The attraction began in 1991 as a haunted hayride called Maniac Mountain. A haunted house was added in 1997, and the name was changed to Shocktoberfest. Beginning in 2000, a period of expansion began, with improvements to the two existing attractions, as well as the addition of a new haunt in 2004, The Prison of the Dead. In 2006, Shocktoberfest was selected as one of the Top 13 Haunted Attractions in the country by Haunt World Magazine.

==Attractions==

=== Haunted Hayride ===
The hayride attraction has its route changed and is re-themed yearly. The BioHazard Hayride was the title and theme in 2009. The attraction was entitled Zombie Revenge Haunted Hayride in 2012. As of 2014, it was entitled the Zombie Safari Hayride.
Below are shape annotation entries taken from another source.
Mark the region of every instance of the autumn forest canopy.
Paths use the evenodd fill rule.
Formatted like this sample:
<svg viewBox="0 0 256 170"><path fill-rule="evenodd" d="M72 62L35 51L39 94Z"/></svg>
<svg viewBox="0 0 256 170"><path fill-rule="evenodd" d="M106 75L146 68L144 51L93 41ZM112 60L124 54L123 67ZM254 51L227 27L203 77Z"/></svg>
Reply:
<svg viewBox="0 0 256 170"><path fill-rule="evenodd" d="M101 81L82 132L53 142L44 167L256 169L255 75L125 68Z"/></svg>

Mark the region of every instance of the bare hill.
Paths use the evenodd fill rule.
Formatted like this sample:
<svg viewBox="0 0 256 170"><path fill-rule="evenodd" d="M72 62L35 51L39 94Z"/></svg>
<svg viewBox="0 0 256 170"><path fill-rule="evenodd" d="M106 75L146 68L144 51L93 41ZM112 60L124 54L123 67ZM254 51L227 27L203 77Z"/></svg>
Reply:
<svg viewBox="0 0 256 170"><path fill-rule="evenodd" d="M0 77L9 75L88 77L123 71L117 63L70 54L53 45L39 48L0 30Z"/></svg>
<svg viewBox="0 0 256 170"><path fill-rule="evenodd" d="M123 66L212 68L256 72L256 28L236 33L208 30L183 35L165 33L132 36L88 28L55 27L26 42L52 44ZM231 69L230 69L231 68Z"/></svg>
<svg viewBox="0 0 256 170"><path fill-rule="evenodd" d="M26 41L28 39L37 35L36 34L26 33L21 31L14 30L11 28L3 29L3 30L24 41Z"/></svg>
=== The Prison of the Dead ===
A 50000 sqft attraction which was built for the 2004 season. It is a two-level attraction, with portions both indoors and outdoors, themed as a prison.
Guests begin their tour by boarding a prison bus. The tour of the actual maze is approximately a 30-minute walk, and sometimes, crawl. This is thought to be the premier attraction on the site, and its primary haunted house.
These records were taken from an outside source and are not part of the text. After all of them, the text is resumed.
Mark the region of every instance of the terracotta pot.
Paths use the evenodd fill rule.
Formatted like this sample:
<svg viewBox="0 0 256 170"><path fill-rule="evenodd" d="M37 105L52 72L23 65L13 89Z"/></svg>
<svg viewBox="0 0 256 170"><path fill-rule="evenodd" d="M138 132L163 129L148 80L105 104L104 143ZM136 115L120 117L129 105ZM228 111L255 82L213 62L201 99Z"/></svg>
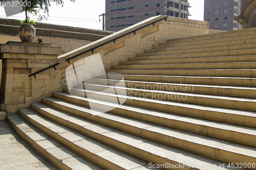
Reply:
<svg viewBox="0 0 256 170"><path fill-rule="evenodd" d="M22 42L32 42L35 37L35 29L31 23L22 23L18 29L18 35Z"/></svg>

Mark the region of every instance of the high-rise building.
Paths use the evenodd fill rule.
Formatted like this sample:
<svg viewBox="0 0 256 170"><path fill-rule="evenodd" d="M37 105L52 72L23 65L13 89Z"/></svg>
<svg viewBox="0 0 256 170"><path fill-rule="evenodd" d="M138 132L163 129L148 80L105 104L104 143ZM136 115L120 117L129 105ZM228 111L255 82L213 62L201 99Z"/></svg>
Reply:
<svg viewBox="0 0 256 170"><path fill-rule="evenodd" d="M234 20L240 11L241 0L204 0L204 20L212 30L238 30L241 25Z"/></svg>
<svg viewBox="0 0 256 170"><path fill-rule="evenodd" d="M256 0L241 0L241 12L235 19L243 29L256 27Z"/></svg>
<svg viewBox="0 0 256 170"><path fill-rule="evenodd" d="M187 18L187 0L106 0L105 29L117 31L153 16Z"/></svg>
=== The Monster Midway ===
The Monster Midway located at the entrance of the park. This is set up in a carnival fashion where there will be food, classic side shows, and games. The Midway used to feature carnival rides for a few years, however they have been removed since 2004. Ticket purchasing can also be found here. And also the entrances for The Prison of the Dead and the BioHazard Hayride can be found towards the end of the Midway.

===Ground Assault: Zombie Laser Tag===
A laser tag experience that allows customers to shoot both each other and zombies, launched in 2016.

===The Unknown 2.0===
This is Shocktoberfest's secondary haunted house. Although smaller than the Prison of the Dead house, it is said to be equally intense. In addition to its regular use, the Almost Naked and Scared Challenge (below) is held here once per evening, on Friday and Saturday only.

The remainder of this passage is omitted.